August 28, 2005

WWJA? – WHOM WOULD JESUS ASSASSINATE (8/29/05)

Considering that Pat Robertson’s apology for his malevolent words was significantly less enthusiastic than his call for Hugo Chavez’s assassination, I wonder if I might still find an aftermarket that would attract his hardest-core devotees.

Well-intentioned Christians wear the WWJD (“What Would Jesus Do?”) insignia almost everywhere. Pastor Robertson, with mass media at his disposal, now raises an even more vexing question for his adherents’ wrists and keychains: WWJA? “Whom Would Jesus Assassinate?”

The question at its essence is not comic relief. Does everyone who speaks in the name of God really speak in the name of God? Or, is the name of God a benign rubber stamp to validate maniacal agendas already plotted and set in motion by men bereft of God-consciousness?

Islamists randomly murder innocents without batting an eyelash, because Allah told them to. Hitler announced “Gott bei uns!” (“God is with us!”) as though he and the Almighty had chatted about it over a stein of lager. Rabbi Kahane was certain that God wanted him to cart the Palestinians off to the desert. Without imputing the same motives to them, President Bush and his inner circle have nonetheless been just a tad too loose at framing the mess in Iraq in the rhetoric of a Holy War.
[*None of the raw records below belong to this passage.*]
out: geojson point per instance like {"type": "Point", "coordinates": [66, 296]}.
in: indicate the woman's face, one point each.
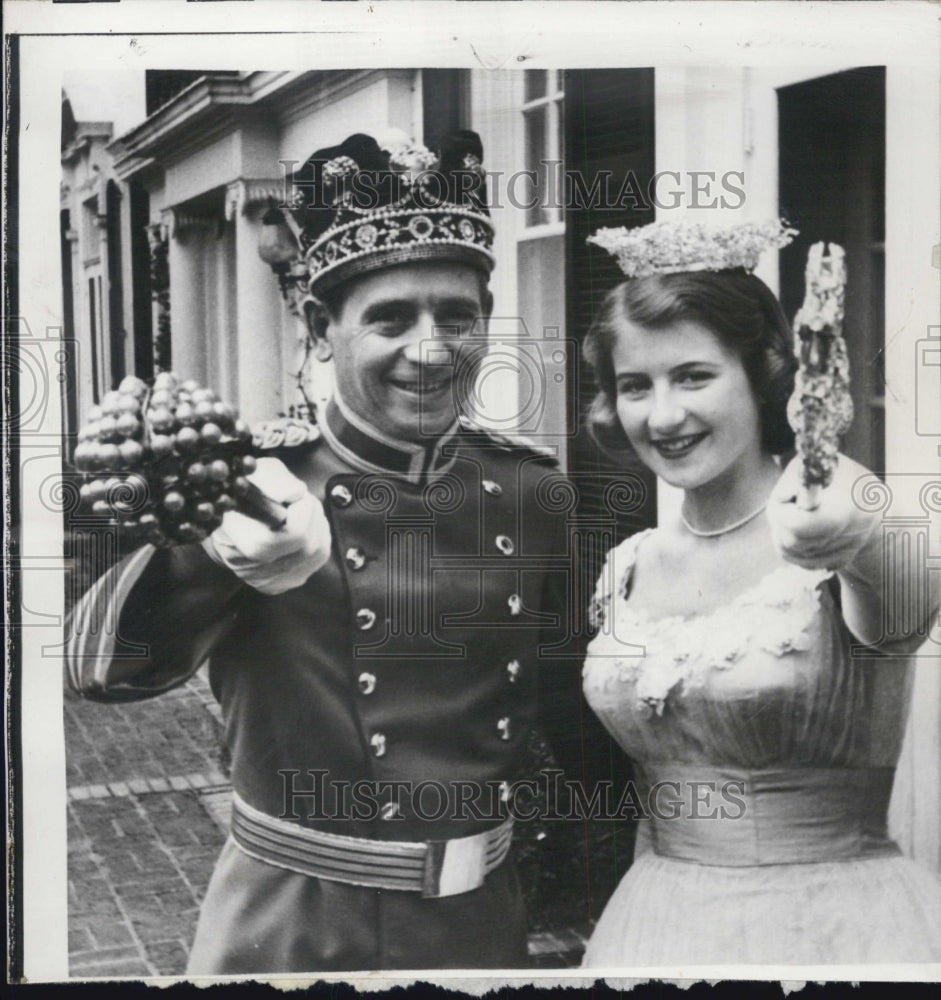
{"type": "Point", "coordinates": [685, 403]}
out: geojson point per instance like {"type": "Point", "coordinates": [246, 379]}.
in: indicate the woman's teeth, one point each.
{"type": "Point", "coordinates": [677, 446]}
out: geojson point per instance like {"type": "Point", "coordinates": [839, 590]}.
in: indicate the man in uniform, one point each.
{"type": "Point", "coordinates": [379, 651]}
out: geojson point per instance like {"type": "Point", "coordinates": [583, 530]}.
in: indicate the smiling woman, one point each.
{"type": "Point", "coordinates": [750, 675]}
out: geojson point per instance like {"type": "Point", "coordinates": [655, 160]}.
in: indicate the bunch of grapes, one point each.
{"type": "Point", "coordinates": [164, 463]}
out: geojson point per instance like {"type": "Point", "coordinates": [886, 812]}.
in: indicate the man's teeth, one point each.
{"type": "Point", "coordinates": [426, 386]}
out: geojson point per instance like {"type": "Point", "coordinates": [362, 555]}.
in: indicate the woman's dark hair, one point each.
{"type": "Point", "coordinates": [736, 306]}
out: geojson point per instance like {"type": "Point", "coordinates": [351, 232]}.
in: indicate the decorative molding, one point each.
{"type": "Point", "coordinates": [186, 222]}
{"type": "Point", "coordinates": [244, 195]}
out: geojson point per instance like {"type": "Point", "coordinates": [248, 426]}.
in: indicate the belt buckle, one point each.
{"type": "Point", "coordinates": [454, 866]}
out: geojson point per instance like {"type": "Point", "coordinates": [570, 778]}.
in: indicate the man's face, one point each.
{"type": "Point", "coordinates": [395, 342]}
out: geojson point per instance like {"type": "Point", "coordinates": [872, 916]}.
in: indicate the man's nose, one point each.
{"type": "Point", "coordinates": [666, 410]}
{"type": "Point", "coordinates": [429, 343]}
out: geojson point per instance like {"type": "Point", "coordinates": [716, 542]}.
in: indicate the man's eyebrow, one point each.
{"type": "Point", "coordinates": [408, 305]}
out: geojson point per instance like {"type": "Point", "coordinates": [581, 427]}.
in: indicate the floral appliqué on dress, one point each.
{"type": "Point", "coordinates": [632, 647]}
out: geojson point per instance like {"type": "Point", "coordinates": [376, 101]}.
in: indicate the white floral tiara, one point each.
{"type": "Point", "coordinates": [672, 247]}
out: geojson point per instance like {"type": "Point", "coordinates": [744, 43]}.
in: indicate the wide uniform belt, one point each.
{"type": "Point", "coordinates": [433, 867]}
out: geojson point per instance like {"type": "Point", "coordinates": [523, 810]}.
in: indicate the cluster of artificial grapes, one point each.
{"type": "Point", "coordinates": [166, 462]}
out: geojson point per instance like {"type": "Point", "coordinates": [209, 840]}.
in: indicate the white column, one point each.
{"type": "Point", "coordinates": [258, 318]}
{"type": "Point", "coordinates": [187, 319]}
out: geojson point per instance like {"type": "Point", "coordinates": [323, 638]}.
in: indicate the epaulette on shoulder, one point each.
{"type": "Point", "coordinates": [513, 442]}
{"type": "Point", "coordinates": [286, 432]}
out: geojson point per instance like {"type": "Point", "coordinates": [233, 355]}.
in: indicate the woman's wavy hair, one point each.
{"type": "Point", "coordinates": [736, 306]}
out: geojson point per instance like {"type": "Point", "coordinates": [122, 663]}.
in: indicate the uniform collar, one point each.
{"type": "Point", "coordinates": [369, 450]}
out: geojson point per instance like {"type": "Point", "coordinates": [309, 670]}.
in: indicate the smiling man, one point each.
{"type": "Point", "coordinates": [375, 659]}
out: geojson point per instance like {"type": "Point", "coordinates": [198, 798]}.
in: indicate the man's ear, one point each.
{"type": "Point", "coordinates": [318, 322]}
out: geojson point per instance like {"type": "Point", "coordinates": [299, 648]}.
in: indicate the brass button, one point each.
{"type": "Point", "coordinates": [505, 544]}
{"type": "Point", "coordinates": [355, 558]}
{"type": "Point", "coordinates": [341, 496]}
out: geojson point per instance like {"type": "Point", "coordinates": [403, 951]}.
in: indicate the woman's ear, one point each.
{"type": "Point", "coordinates": [318, 323]}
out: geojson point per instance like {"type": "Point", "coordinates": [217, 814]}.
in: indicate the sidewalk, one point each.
{"type": "Point", "coordinates": [145, 827]}
{"type": "Point", "coordinates": [148, 812]}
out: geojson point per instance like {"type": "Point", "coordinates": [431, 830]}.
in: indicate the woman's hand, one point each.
{"type": "Point", "coordinates": [273, 561]}
{"type": "Point", "coordinates": [832, 535]}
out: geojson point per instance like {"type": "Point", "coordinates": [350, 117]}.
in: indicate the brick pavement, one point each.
{"type": "Point", "coordinates": [144, 828]}
{"type": "Point", "coordinates": [148, 805]}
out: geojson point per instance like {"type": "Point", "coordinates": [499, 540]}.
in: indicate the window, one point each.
{"type": "Point", "coordinates": [543, 128]}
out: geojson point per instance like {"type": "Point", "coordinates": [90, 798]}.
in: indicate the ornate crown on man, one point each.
{"type": "Point", "coordinates": [360, 206]}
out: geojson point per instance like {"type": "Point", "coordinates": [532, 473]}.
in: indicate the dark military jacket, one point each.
{"type": "Point", "coordinates": [410, 659]}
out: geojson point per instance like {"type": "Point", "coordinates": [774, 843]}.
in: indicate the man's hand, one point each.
{"type": "Point", "coordinates": [833, 534]}
{"type": "Point", "coordinates": [274, 561]}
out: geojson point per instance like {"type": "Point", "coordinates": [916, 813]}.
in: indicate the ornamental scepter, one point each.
{"type": "Point", "coordinates": [820, 409]}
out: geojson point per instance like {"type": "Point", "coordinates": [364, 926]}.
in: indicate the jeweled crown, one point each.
{"type": "Point", "coordinates": [674, 247]}
{"type": "Point", "coordinates": [360, 207]}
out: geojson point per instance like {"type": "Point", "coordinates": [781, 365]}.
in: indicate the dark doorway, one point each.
{"type": "Point", "coordinates": [609, 164]}
{"type": "Point", "coordinates": [831, 134]}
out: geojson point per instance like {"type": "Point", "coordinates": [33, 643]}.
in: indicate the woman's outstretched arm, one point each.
{"type": "Point", "coordinates": [889, 593]}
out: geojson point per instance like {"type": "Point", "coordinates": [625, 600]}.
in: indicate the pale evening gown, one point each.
{"type": "Point", "coordinates": [764, 693]}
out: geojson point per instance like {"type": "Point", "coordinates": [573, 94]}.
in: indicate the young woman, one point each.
{"type": "Point", "coordinates": [727, 661]}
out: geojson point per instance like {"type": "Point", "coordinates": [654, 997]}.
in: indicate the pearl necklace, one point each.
{"type": "Point", "coordinates": [722, 531]}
I plead ignorance to the finer points of the Christian Testament. But, this I do know: The answer to “Whom Would Jesus Assassinate?” is “absolutely no one.”
Jesus preached peaceful resolution of conflicts. He abhorred anger, murder and political intrigue. He was forgiving to a fault. Hypocrisy took Jesus to the outer limits of tolerance, but after a few strident words or a parable spoken in love, chastisement could never be confused with vengeance. The Pharisees and Priests – whoever, in fact or fiction, they might have been – used every cruelty to anger him, but he would never capitulate. The only time that he really lost it was with the moneychangers in the Temple courts . . . hmmm . . . Jewish merchants trying to gouge Jewish customers.

Whatever one can say about Christianity, no one in his wildest imagination can conceive of Jesus as a hit-man or shadowy operative. Remember that it took three centuries for Constantine to figure out that if you hold a cross horizontally, it looks a lot like a sword.

Whom Would Jesus Assassinate? Not a soul. That would be an issue between the sinner and God the Father, not Pat, God’s snotty kid. What Would Jesus Do? He probably would be enraged. That business in the Temple courts was a tea party compared to intimating that political assassination comes with his and God’s blessings.

Men who have set themselves up as God’s camera-hungry spokespeople not only raise abstract theological problems. They play with the minds of the most credulous among us, the ones who blindly accept dogma and imprecations, and retain allegiance to preacher and preachments despite their obvious ill-will. Hence, a Robertson or Falwell who speaks with God’s authority is well more to be feared than the mule train of “Christian conservative” talk show hosts.

Did you actually hear, as I did, Pat sentence Chavez to death by an assassin’s bullet? He sat there preening in the intimation of Divine authority that intoxicates media-ordained men of God, but did not once mention God’s name. It reminded me of a sermon about Israel that I delivered early in my career. At the end, a congregant chastised me: “If I wanted a current events update, I would go read the Jerusalem Post. When I come to synagogue, I want to hear what God has to say.”

Did the question “WWJA?” ever cross his conscience before Pat invoked assassination in the name of his Christian ministry? Rabbis and imams may substitute the names of their own saints in the equation. You kind of wonder where it will all end, but I sure hope it isn’t before I dump off 10,000 bracelets in my basement. Hmmm . . . perhaps an ad campaign for Walla Walla Juicy Apples?